Posso pensare allora che hai poca stima per il tuo stesso lavoro. Lo stai riducendo a un semplice testo da scorrere più velocemente possibile. Il giusto per arrivare al fondo e passare a qualcosa di più interessante e semplice da leggere.

Non credo tu stia scrivendo per ottenere questo deludente risultato.

Forse hai ragione a farlo se scrivi news e tutorial su come installare plugin. Qui il lettore cerca solo ciò che sta cercando. Le parole evidenziate lo conducono direttamente al motivo della ricerca, e non vedrà l’ora di abbandonarti per tornare al proprio passatempo preferito.

Ma quando inizia a leggerti per cercare ciò che potrebbe scoprire nella tua scrittura, ogni tua parola può essere un preludio a qualcos’altro. Ogni tua frase può avere per lui lo stesso valore che le hai dato tu.

La promessa che gli hai fatto nel titolo, la mantieni con l’intera narrazione che hai costruito, non soltanto con uno scheletro di parole evidenziate.

Invogliarlo a seguire un unico percorso in grassetto, significa escluderlo da ogni altro sentiero che potrebbe suggerirgli la tua scrittura.

Significa scrivere un pezzo bidimensionale, privo di profondità. Un itinerario su Google maps, dal punto A al punto B, che non lascia occasioni di percorsi alternativi.

Credi davvero che il tuo lettore non sia in grado di trovare da sé all’interno del tuo testo, i riferimenti che sta cercando? Lo ritieni davvero così sciocco da dovergli suggerire cosa leggere con attenzione e cosa invece eventualmente trascurare?

La cosa non depone né a favore suo, né a vantaggio tuo. Stai scrivendo un testo facilitato, con almeno il 70% di parole inutili, destinato a un lettore svogliato e disattento.

È questo che vuoi?

Cosa puoi fare per conquistare l’attenzione di chi ti legge

Cosa puoi fare per conquistare l’attenzione di chi ti legge

Prova a non usare nessun tipo di evidenziatori. I soli H2 a scandire il ritmo.

Le prime volte la pagina ti sembrerà bianca, quasi non scritta.

Avrai paura di questa desolazione. Sarà come navigare in mare aperto senza avvistare terra.

Poi inizierai a trovare un senso, a tracciare percorsi di lettura anche senza indicatori di direzione.

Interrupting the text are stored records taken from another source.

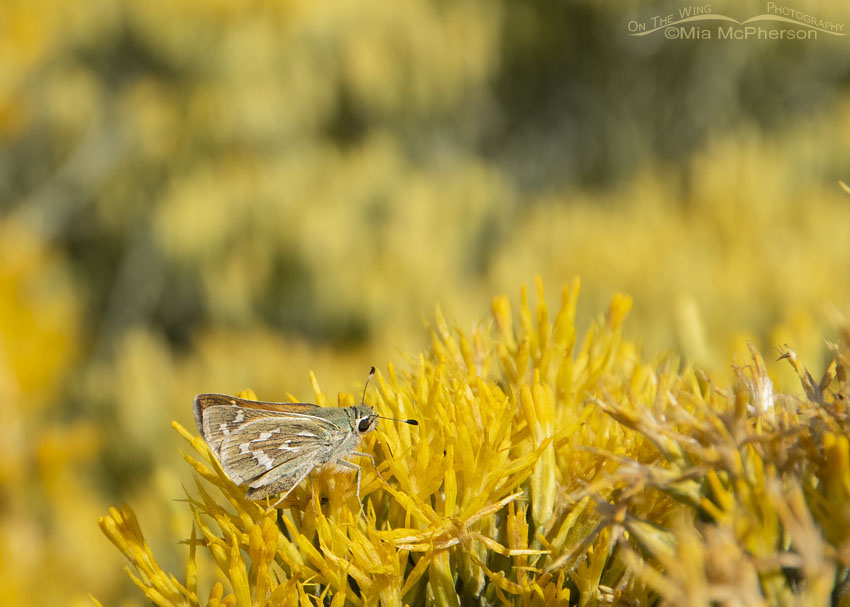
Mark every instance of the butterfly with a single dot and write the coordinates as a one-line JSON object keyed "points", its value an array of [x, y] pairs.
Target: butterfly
{"points": [[272, 447]]}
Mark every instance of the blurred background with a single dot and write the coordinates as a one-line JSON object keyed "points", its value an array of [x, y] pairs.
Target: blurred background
{"points": [[209, 195]]}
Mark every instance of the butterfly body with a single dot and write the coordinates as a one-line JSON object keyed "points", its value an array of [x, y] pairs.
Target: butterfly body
{"points": [[272, 447]]}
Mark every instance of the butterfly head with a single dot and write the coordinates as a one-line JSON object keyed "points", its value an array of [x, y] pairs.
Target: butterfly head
{"points": [[365, 419]]}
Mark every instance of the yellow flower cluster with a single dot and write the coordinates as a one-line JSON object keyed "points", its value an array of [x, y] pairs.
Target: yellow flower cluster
{"points": [[544, 471]]}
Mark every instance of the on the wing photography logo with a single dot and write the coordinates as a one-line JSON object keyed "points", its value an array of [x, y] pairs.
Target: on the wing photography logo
{"points": [[699, 22]]}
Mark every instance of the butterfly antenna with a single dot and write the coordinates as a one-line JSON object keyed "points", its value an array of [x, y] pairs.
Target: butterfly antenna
{"points": [[412, 422]]}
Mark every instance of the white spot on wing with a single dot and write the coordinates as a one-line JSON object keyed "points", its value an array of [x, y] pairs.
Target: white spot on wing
{"points": [[263, 459], [268, 435]]}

Ogni tua parola avrà lo stesso valore delle successive. Non porterai all’epilessia il tuo lettore, costringendolo a saltare da un periodo all’altro. Lo accompagnerai, invece, lungo un itinerario lineare e rassicurante come in una conversazione fra amici.

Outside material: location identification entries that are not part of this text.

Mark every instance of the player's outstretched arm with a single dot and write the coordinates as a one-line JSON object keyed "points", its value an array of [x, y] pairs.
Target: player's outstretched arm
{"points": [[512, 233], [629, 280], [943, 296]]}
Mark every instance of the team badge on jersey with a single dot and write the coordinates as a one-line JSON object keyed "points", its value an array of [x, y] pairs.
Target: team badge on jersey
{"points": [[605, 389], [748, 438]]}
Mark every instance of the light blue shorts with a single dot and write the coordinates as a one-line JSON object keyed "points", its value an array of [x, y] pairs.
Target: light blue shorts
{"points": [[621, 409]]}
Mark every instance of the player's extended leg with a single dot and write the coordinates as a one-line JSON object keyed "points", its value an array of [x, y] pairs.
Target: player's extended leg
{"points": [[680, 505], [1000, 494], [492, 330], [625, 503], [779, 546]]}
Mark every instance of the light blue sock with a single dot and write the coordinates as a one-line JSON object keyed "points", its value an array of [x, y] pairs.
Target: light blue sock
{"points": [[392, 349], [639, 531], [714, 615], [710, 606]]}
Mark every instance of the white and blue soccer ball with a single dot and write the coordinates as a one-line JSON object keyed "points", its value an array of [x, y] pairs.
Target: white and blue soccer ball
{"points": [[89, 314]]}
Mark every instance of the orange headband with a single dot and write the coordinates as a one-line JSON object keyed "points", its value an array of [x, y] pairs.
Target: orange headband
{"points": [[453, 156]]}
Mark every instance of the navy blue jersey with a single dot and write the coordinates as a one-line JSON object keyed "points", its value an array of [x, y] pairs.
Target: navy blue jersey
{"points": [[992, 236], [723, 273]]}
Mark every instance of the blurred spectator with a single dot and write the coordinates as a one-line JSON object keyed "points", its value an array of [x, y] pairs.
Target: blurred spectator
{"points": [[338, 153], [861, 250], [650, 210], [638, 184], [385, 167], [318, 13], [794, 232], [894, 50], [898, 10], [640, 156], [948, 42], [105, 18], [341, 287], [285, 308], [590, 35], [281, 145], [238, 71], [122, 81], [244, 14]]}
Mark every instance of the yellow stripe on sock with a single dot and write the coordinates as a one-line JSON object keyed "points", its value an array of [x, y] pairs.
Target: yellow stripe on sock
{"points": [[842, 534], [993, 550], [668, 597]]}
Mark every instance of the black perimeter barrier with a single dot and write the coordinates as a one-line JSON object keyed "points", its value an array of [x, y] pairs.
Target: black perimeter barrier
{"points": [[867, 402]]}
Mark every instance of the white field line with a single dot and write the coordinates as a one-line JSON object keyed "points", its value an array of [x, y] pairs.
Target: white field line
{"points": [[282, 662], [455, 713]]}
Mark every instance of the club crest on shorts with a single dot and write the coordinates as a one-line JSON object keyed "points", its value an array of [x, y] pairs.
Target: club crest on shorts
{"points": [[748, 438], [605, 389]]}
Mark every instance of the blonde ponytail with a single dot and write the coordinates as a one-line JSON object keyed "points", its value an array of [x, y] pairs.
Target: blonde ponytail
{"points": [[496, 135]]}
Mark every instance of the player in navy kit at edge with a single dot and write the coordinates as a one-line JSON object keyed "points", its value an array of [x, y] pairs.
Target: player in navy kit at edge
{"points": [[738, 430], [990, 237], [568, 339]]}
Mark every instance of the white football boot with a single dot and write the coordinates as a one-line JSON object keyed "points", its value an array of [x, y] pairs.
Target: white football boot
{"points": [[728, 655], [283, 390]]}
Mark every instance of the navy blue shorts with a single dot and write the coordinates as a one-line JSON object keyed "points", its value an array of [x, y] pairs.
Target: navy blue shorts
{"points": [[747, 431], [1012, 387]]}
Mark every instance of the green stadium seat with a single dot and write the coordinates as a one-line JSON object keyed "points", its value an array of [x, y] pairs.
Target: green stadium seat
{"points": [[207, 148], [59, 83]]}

Con l’assenza di grassetti e corsivi gli confermerai che tutto ciò che hai scritto è importante, e merita di essere letto con la stessa attenzione.

Lo assicuri di riconoscerlo come un lettore attento e capace di concentrazione. In grado di distinguere autonomamente all’interno di un testo, ciò che può essere utile da cosa invece può essere trascurato.

Prendi sempre come esempio, un qualsiasi romanzo. Forse l’autore ha scritto una premessa in cui ti indica cosa ti conviene leggere e cosa puoi trascurare? Oppure ti evidenzia i capitoli che puoi evitare, per passare alle parti più importanti della storia.

In una storia, ogni capitolo è un elemento che, con più o meno forza, sostiene la narrazione. Se non fosse così, non sarebbe stato scritto.

Tu sei un creatore di qualità, non sei un produttore di veloci guide turistiche.